How KIP-881 and KIP-392 reduce Inter-AZ Networking Costs in Classic Kafka

10 min read Original article ↗

It is well known that data transfer fees in the cloud are a massive contributor to Kafka’s cost footprint. This alone has motivated the proliferation of new diskless architectures including Warpstream, Confluent Freight, StreamNative Ursa, RedPanda Cloud Topics, Bufstream, Tansu, Kafscale and last but definitely not least - OSS Kafka adopting this architecture soon via KIP-1150 Diskless Kafka.

The key selling point1 of this architecture is it eliminates cross-zone replication costs.

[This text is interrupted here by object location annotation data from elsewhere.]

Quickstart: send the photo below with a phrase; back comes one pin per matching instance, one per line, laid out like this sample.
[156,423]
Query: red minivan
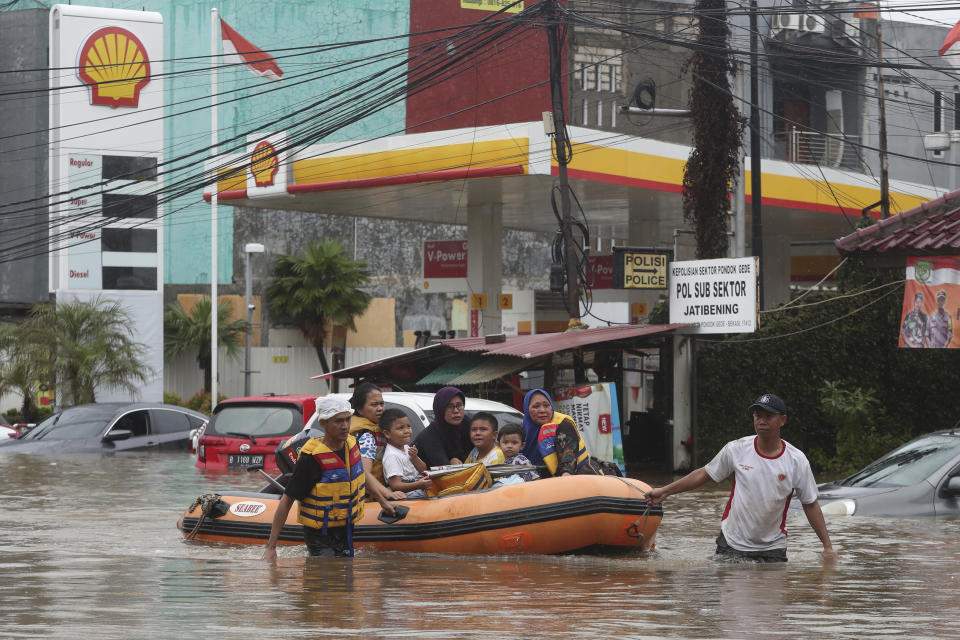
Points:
[246,431]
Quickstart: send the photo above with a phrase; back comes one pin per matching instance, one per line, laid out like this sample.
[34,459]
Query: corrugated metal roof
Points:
[492,358]
[933,227]
[491,368]
[541,344]
[451,368]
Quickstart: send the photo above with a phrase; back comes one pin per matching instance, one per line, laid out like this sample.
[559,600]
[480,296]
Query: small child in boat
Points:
[511,442]
[483,435]
[402,467]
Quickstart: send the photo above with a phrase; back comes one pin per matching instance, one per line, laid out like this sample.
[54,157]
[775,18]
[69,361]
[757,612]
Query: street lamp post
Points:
[248,249]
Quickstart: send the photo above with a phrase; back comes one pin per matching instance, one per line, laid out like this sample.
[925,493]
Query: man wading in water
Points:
[766,471]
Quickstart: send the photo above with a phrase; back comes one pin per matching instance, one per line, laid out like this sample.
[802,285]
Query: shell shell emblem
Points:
[114,62]
[264,163]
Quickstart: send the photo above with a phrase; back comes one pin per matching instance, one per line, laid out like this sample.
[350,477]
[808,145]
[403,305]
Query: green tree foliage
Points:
[18,372]
[190,333]
[851,393]
[717,131]
[79,347]
[320,285]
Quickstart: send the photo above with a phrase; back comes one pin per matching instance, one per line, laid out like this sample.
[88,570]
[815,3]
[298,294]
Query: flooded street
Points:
[89,549]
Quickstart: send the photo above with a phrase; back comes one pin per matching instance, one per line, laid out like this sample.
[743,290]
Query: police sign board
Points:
[718,296]
[639,268]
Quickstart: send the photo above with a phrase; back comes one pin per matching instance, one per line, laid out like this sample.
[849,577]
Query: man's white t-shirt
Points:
[396,462]
[756,512]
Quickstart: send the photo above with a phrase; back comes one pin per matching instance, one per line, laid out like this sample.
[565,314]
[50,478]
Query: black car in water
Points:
[110,426]
[919,478]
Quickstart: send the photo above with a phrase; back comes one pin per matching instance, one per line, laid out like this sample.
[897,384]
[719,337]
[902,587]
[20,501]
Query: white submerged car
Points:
[419,408]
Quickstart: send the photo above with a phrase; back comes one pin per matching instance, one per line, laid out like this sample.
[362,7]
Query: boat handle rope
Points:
[635,530]
[206,502]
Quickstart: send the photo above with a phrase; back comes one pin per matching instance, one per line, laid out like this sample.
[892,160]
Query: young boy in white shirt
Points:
[402,467]
[483,435]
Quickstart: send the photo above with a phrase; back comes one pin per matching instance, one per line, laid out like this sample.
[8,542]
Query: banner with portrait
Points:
[595,409]
[931,303]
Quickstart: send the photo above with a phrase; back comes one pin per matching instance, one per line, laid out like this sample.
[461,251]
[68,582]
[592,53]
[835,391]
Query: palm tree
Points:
[190,332]
[17,371]
[79,347]
[323,284]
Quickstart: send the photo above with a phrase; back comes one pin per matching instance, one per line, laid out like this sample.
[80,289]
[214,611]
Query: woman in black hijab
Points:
[447,439]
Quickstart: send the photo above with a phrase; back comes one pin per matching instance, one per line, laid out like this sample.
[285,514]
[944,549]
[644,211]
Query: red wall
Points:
[511,64]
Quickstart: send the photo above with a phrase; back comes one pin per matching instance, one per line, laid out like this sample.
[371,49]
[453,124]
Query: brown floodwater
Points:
[89,549]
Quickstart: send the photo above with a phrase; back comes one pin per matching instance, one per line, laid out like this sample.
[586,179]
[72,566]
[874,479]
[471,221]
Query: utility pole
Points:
[562,148]
[881,103]
[756,193]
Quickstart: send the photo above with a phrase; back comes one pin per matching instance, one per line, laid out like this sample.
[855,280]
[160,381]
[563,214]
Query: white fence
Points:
[278,370]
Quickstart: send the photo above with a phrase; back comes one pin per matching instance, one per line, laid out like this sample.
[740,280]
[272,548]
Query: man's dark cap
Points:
[771,403]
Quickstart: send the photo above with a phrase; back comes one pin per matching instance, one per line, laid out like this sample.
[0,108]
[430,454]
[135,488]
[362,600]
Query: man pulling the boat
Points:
[766,472]
[328,482]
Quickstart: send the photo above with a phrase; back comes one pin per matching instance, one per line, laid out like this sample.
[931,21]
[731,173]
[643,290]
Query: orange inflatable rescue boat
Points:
[572,514]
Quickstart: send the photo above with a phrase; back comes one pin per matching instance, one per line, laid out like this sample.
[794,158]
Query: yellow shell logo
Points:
[115,64]
[264,164]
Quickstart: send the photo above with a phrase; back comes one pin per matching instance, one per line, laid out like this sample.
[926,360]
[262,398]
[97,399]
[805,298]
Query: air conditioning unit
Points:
[812,23]
[784,21]
[848,28]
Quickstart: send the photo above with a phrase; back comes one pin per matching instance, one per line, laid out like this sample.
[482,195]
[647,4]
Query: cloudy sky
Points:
[945,12]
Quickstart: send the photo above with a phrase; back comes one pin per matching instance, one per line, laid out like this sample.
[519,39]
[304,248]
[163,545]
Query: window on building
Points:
[129,240]
[122,205]
[956,110]
[129,168]
[937,111]
[130,278]
[600,69]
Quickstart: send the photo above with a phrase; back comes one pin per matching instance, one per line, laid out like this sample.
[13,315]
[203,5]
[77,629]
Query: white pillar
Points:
[485,259]
[684,391]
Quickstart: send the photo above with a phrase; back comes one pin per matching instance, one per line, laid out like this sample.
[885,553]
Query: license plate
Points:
[239,461]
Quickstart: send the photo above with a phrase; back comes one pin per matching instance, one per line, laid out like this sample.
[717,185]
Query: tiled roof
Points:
[931,228]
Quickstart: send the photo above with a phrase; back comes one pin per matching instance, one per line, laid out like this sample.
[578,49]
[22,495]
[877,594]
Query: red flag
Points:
[238,49]
[866,10]
[951,46]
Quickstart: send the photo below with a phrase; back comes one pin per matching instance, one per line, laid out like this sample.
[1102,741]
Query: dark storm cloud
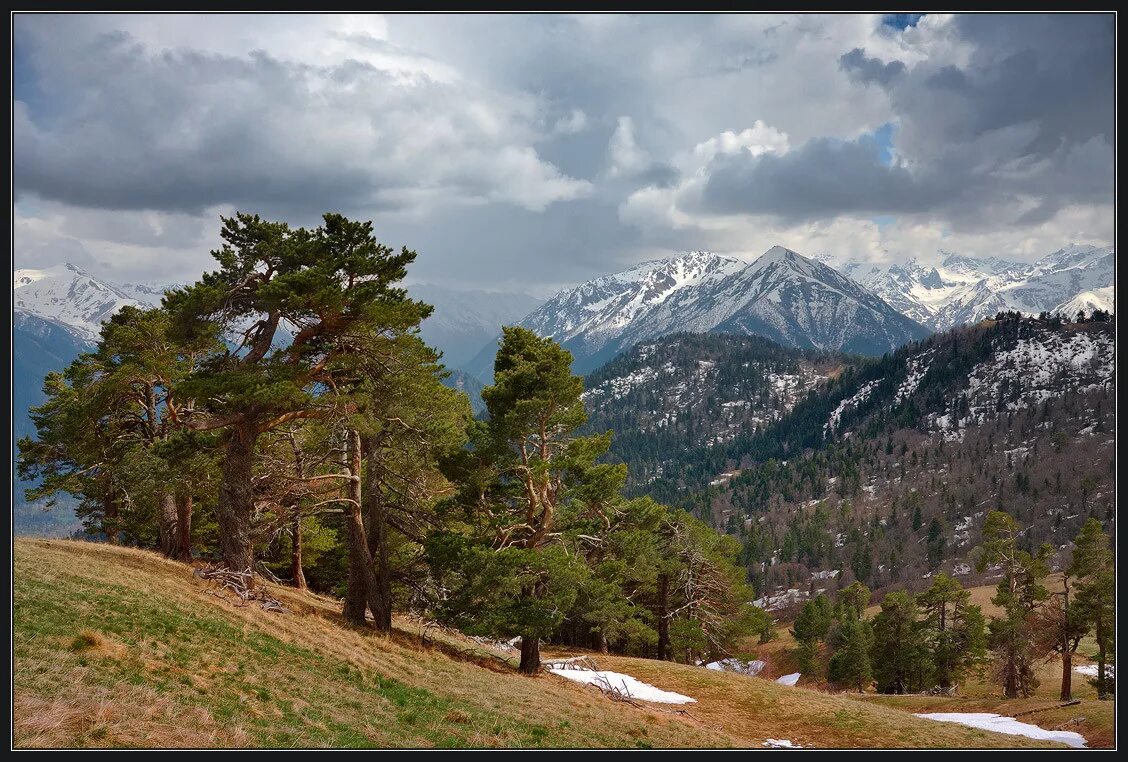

What if I told you you could shave off the equivalent of your replication’s cost bill with 1/10th the effort, disruption and risk?

Aligning consumer fetch traffic to go through the same zone can slash your Kafka cluster cost by 50%. Two KIPs (KIP-392 and KIP-881), help achieve this. Both features require minimal effort to set up and carry virtually no risk.

Beware, though, a major gotcha in cloud networking is that public IP usage in the same zone is charged as if it is cross-zone traffic.

Let us lay the foundations for this article by quickly revisiting the regular traffic flows that your Kafka cluster will experience.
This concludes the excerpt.